O ministro Alexandre de Moraes, do Supremo Tribunal Federal (STF), ordenou nesta semana a instauração de um inquérito para investigar o senador Flávio Bolsonaro (PL), com o objetivo de apurar se houve prática de injúria contra o presidente Luiz Inácio Lula da Silva em uma postagem divulgada nas redes sociais.
A decisão, obtida pela coluna, foi tomada após representação da Polícia Federal (PF), solicitada pelo Ministério da Justiça e Pública (MJSP). Além de autorizar a investigação, Moraes determinou o encaminhamento do caso à PF, que terá o prazo de 60 dias para realizar as primeiras diligências.
O episódio teve origem em uma publicação feita pelo senador no dia 3 de janeiro de 2026, na plataforma X, na qual ele relaciona imagens do presidente Lula ao líder venezuelano Nicolás Maduro.
“Lula será delatado.
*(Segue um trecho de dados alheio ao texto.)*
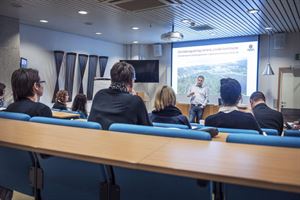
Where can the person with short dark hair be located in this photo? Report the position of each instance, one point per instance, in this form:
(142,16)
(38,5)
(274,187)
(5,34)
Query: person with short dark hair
(26,87)
(165,110)
(116,104)
(265,116)
(199,98)
(2,92)
(229,116)
(61,99)
(79,105)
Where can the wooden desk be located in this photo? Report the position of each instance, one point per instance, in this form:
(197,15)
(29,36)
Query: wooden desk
(260,166)
(221,137)
(65,115)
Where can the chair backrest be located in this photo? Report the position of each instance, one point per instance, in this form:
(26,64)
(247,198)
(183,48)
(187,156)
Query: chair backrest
(270,131)
(264,140)
(137,185)
(13,115)
(158,131)
(14,170)
(292,133)
(72,179)
(238,131)
(66,122)
(168,125)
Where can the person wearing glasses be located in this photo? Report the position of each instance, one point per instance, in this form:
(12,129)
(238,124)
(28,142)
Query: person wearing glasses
(27,88)
(165,110)
(117,104)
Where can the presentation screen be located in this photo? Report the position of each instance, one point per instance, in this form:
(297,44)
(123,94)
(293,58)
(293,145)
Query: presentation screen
(215,59)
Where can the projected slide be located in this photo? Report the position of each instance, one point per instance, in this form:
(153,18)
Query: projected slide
(234,58)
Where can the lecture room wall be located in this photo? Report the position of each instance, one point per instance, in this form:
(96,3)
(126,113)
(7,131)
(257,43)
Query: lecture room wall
(37,45)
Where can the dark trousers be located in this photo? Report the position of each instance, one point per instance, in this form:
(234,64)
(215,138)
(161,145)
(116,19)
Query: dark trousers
(195,113)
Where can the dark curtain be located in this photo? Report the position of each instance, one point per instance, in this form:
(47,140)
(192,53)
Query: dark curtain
(58,56)
(82,60)
(70,68)
(102,64)
(93,59)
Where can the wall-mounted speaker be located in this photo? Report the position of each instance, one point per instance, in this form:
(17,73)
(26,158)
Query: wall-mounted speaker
(157,50)
(279,41)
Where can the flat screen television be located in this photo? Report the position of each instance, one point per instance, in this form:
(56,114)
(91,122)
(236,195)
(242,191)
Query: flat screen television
(146,71)
(23,63)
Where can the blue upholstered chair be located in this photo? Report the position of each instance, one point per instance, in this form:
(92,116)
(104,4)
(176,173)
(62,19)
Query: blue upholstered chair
(15,116)
(158,131)
(270,131)
(16,165)
(237,192)
(137,185)
(292,133)
(238,131)
(264,140)
(65,122)
(72,179)
(168,125)
(15,169)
É o fim do Foro de São Paulo: tráfico internacional de drogas e armas, lavagem de dinheiro, suporte a terroristas e ditaduras, eleições fraudadas”, diz o texto publicado por Flávio Bolsonaro, que permanece no ar.
A manifestação do parlamentar ocorreu ao compartilhar uma reportagem do Metrópoles, na qual a coluna de Igor Gadelha informou que o governo Lula convocou uma reunião emergencial após os Estados Unidos realizarem a captura de Nicolás Maduro na Venezuela.
A Polícia Federal ressaltou que a declaração foi feita em ambiente digital de amplo alcance. “Trata-se, portanto, de publicação realizada em ambiente virtual público, acessível a milhares de pessoas, por meio da qual se imputam fatos criminosos ao presidente da República“, aponta trecho da decisão.
Moraes tira sigilo
A investigação contou ainda com parecer favorável da Procuradoria-Geral da República (PGR), que indicou a existência de elementos suficientes para a apuração. “A providência pleiteada está amparada em publicação realizada em ambiente virtual público, acessível a milhares de usuários, em que se atribuem falsamente, de maneira pública e vexatória, fatos delituosos ao presidente”, avaliou o Ministério Público Federal.
O ministro também determinou a retirada do sigilo do processo, ao considerar inexistentes os requisitos que justificariam a restrição de publicidade. A tramitação ocorrerá no STF em razão do foro por prerrogativa de função do senador.